Contre le paludisme : La vaccination saisonnière avec le vaccin RTSS et Chimio prévention du paludisme saisonnier est désormais officielle !

L’hôtel Radisson Collection de Bamako a servi de cadre à la restitution des résultats de recherche sur la vaccination saisonnière avec le vaccin RTSS (MOSQUIRIX). Etaient présents à cette cérémonie, Pr Idrissa Cissé, directeur du programme national de lutte contre le paludisme (PNLP), Pr Abdoulaye Djimdé directeur du MRTC. Ils avaient à leurs côtés, Youma Sall, représentante du ministre de la santé et du développement sociale ; Pr Alassane Dicko, Chercheur Principal du Projet et Chef de l’URCB et l’ensemble des acteurs impliqués dans le processus.

Le MRTC-Parasito en collaboration avec ses partenaires continuent d’effectuer des recherches pour trouver une solution au fardeau du paludisme.

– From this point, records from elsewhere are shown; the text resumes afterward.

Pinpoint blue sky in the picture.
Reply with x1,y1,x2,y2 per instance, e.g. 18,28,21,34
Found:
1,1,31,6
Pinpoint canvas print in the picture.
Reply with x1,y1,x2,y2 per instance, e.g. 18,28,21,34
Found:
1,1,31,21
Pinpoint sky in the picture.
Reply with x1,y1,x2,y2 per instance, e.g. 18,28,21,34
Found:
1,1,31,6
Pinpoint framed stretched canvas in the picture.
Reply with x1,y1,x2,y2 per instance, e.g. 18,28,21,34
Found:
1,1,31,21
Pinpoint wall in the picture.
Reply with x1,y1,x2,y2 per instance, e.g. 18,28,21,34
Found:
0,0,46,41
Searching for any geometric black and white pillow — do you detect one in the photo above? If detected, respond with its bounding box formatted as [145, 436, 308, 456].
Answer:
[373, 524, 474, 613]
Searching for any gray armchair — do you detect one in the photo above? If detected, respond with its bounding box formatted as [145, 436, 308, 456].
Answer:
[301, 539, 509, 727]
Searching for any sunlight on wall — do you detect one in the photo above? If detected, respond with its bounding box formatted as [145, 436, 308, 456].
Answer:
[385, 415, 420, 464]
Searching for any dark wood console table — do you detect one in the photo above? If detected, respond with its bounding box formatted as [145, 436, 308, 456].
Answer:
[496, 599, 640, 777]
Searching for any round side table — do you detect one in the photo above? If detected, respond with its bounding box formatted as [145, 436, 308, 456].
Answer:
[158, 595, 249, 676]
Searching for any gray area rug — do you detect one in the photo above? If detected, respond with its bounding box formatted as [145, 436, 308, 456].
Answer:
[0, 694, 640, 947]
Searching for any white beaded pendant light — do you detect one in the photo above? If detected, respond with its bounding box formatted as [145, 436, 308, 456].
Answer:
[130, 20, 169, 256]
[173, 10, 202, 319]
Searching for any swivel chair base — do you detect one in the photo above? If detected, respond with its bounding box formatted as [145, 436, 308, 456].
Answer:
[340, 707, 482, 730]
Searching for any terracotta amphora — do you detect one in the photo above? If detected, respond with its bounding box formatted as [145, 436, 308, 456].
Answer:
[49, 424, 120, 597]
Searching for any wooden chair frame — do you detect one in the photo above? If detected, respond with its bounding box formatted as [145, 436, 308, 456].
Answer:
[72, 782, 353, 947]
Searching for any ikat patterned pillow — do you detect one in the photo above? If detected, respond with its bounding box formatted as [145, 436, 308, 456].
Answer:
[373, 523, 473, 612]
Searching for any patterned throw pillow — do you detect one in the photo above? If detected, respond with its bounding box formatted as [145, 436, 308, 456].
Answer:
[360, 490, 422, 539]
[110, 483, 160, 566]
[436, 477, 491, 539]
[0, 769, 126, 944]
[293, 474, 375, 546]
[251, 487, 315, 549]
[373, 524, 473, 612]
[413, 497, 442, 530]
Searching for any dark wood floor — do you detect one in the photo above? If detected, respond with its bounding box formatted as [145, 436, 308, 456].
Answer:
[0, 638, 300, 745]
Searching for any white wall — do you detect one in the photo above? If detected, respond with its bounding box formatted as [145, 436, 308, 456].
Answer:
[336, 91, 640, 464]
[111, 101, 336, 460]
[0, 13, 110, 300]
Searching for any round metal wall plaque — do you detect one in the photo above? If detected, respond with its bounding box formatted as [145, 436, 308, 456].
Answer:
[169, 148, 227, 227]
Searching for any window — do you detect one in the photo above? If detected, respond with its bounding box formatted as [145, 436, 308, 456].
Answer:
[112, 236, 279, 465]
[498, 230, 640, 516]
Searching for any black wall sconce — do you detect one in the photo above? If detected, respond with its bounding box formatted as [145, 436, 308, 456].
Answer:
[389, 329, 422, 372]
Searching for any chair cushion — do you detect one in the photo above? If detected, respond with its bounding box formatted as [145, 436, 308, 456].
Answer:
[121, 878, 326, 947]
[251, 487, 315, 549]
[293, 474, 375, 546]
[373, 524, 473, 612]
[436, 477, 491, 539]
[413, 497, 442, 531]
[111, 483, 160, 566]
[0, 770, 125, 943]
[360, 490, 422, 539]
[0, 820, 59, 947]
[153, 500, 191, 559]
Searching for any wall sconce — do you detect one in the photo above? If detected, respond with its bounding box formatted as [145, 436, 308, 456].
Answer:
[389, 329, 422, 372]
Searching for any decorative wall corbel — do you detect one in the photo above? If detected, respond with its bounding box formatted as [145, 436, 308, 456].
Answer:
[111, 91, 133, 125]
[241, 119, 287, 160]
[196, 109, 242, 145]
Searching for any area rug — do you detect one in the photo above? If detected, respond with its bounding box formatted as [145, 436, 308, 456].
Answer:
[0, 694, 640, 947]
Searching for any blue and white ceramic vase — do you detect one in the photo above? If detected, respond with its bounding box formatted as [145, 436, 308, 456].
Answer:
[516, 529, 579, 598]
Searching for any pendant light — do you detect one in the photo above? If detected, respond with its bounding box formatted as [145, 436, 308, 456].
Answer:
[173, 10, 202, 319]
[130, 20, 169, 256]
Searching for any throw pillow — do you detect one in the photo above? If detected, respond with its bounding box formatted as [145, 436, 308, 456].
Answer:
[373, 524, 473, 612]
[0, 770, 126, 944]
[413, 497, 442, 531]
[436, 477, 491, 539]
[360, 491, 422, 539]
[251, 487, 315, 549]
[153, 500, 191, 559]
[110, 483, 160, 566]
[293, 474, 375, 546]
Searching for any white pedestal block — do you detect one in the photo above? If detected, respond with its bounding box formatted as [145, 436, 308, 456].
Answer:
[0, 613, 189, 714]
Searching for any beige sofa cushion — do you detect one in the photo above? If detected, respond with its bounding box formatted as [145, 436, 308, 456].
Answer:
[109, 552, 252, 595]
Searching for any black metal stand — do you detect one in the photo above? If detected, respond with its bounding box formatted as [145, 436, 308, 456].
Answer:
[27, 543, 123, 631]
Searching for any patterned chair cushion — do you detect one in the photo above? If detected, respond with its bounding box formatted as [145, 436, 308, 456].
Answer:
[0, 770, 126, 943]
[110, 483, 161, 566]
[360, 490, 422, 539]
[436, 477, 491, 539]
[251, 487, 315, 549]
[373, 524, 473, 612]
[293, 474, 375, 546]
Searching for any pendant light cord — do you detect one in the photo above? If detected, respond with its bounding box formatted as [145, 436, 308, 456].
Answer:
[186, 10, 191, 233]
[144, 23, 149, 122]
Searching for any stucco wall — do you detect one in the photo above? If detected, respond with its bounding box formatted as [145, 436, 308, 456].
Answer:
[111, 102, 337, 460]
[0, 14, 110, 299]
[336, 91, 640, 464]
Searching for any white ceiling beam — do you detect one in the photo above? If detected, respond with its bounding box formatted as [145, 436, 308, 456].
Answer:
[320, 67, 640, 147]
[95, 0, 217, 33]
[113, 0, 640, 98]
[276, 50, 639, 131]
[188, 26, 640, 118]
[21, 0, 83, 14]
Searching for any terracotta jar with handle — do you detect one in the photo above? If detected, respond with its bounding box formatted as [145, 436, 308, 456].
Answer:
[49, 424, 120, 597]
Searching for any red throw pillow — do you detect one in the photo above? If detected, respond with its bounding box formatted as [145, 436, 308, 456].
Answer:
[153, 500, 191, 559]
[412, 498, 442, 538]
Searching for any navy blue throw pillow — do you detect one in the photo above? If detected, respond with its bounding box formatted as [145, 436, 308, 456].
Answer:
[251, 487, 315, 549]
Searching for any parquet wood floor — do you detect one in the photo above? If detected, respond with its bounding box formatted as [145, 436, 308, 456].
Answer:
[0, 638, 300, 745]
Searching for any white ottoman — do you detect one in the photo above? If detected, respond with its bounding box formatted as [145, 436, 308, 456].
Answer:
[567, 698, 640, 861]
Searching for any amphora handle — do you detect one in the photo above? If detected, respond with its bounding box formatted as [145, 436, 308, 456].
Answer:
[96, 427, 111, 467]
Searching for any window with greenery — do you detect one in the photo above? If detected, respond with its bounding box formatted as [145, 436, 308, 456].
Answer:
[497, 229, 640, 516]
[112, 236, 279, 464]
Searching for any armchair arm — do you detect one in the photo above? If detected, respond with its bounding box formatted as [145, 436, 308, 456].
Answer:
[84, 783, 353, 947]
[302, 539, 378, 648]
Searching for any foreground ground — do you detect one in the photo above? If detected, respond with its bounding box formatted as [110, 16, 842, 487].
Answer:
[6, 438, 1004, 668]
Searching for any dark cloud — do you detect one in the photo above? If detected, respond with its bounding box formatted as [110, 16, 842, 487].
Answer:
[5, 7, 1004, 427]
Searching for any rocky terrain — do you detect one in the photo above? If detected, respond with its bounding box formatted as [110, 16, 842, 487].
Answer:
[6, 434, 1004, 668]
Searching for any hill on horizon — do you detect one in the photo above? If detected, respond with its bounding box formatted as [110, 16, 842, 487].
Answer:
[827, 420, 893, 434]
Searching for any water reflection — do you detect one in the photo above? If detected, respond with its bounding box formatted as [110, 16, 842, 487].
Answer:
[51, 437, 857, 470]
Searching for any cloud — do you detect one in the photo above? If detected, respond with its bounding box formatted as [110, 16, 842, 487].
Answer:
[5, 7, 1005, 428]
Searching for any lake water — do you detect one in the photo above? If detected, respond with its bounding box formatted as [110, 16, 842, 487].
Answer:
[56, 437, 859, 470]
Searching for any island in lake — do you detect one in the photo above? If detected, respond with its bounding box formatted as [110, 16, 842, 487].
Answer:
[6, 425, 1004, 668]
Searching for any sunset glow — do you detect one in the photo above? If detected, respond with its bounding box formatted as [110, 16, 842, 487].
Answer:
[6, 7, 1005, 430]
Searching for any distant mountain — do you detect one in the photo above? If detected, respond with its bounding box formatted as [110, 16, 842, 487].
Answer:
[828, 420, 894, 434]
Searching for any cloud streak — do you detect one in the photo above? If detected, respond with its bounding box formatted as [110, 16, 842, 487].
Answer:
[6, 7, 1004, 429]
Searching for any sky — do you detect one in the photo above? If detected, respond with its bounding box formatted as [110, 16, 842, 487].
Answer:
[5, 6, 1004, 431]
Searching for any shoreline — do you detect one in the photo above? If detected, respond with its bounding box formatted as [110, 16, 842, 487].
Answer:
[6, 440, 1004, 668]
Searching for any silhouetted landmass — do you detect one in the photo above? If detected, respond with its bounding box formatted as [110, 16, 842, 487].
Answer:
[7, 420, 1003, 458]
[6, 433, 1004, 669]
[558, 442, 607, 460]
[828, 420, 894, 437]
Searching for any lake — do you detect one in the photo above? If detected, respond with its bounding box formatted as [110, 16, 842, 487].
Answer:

Les recherches sur la vaccination saisonnière avec le vaccin RTSS (Mosquirix en combinaison ou pas avec la Chimio prévention du Paludisme saisonnier (CPS) ont été conduites par l’équipe du Pr Alassane Dicko au MRTC en collaboration avec l’équipe du Prof Jean Bosco Ouédraogo de l’Institut de Recherche en Sciences de la Santé au Burkina Faso et celle du Pr Sir Brian Greenwood de London School of Hygiène and Tropical Médicine, du Royaume Uni assurait la coordination.

Selon une note conceptuelle, environ 6000 enfants âgés de 5 à 17 mois dont 3 143 au Mali notamment à Bougouni, Koumantou et Ouéléssebougou et le reste à Houndé au Burkina Faso ont été inclus dans l’étude en avril 2017. Et de préciser qu’ils étaient repartis individuellement au hasard en trois groupes.

Il s’agit notamment des enfants du groupe 1 qui ont reçu la  CPS seulement en 2017, 2018 et 2019 ; des enfants du groupe 2 qui ont reçu le vaccin RTSS d’avril à juin 2017 et une dose de rappel en juin 2018 et en juin 2019 et enfin les enfants du groupe 3 qui ont reçu la combinaison des deux interventions.

Et à la même note d’ajouter que les résultats qui viennent d’être publiés dans la très prestigieuse revue scientifique américaine « New England Journal of Médicine » le 25 aout 2021 ont montré que : comparée à la CPS seule, l’addition du vaccin RTSS à la CPS réduit davantage l’incidence des hospitalisations pour paludisme grave de 70% et celle de décès liés au paludisme de 73%. Ce qui veut dire qu’une réduction substantielle du fardeau du paludisme pourrait être obtenue avec l’ajout du vaccin RTSS à la CPS chez les enfants de moins de 5 ans.

Dans sa présentation, Prof Alassane Dicko a rappelé que la CPS est une stratégie de lutte contre le paludisme recommandée par l’OMS depuis 2012 et largement mise en œuvre au Mali, au Burkina Faso et les autres pays du Sahel. A ses dires,  elle consiste à administrer des médicaments antipaludiques aux enfants pendant la période de haute transmission pour prévenir le paludisme. Près de 22 millions d’enfants ont reçu la CPS en 2019 selon l’OMS.

« La vaccination saisonnière avec le vaccin RTSS s’est également avérée aussi efficace que la CPS pour protéger contre les accès palustres paludisme clinique. Après près de deux décennies de progrès, la baisse des cas et des décès dus au paludisme s’est arrêtée ces dernières années dans la plupart des pays. Selon le Rapport mondial sur le paludisme 2020 de l’OMS, il y a eu 229 millions de cas de paludisme et environ 409 000 décès dus au paludisme en 2019, la plupart survenant chez des enfants de moins de cinq ans. 94% des cas et des décès surviennent en Afrique au sud du Sahara », a indiqué le chercheur principal du projet et chef de l’URCB, MRTC/FMOS-FAPH/USTTB Alassane Dicko.

Après les mots de satisfaction quant à la réalisation du vaccin, une première du genre, le directeur du PNLP a saisi l’occasion pour remercier les autorités de tutelles, les partenaires et tous les acteurs impliqués directement et indirectement dans le processus.

Au nom du département de la tutelle, Mme Youma Sall a réitéré l’engagement et l’accompagnement du ministre empêché au PNLP et ses partenaires pour la qualité du vaccin d’une part et leurs implications dans la lutte contre le paludisme d’autre part.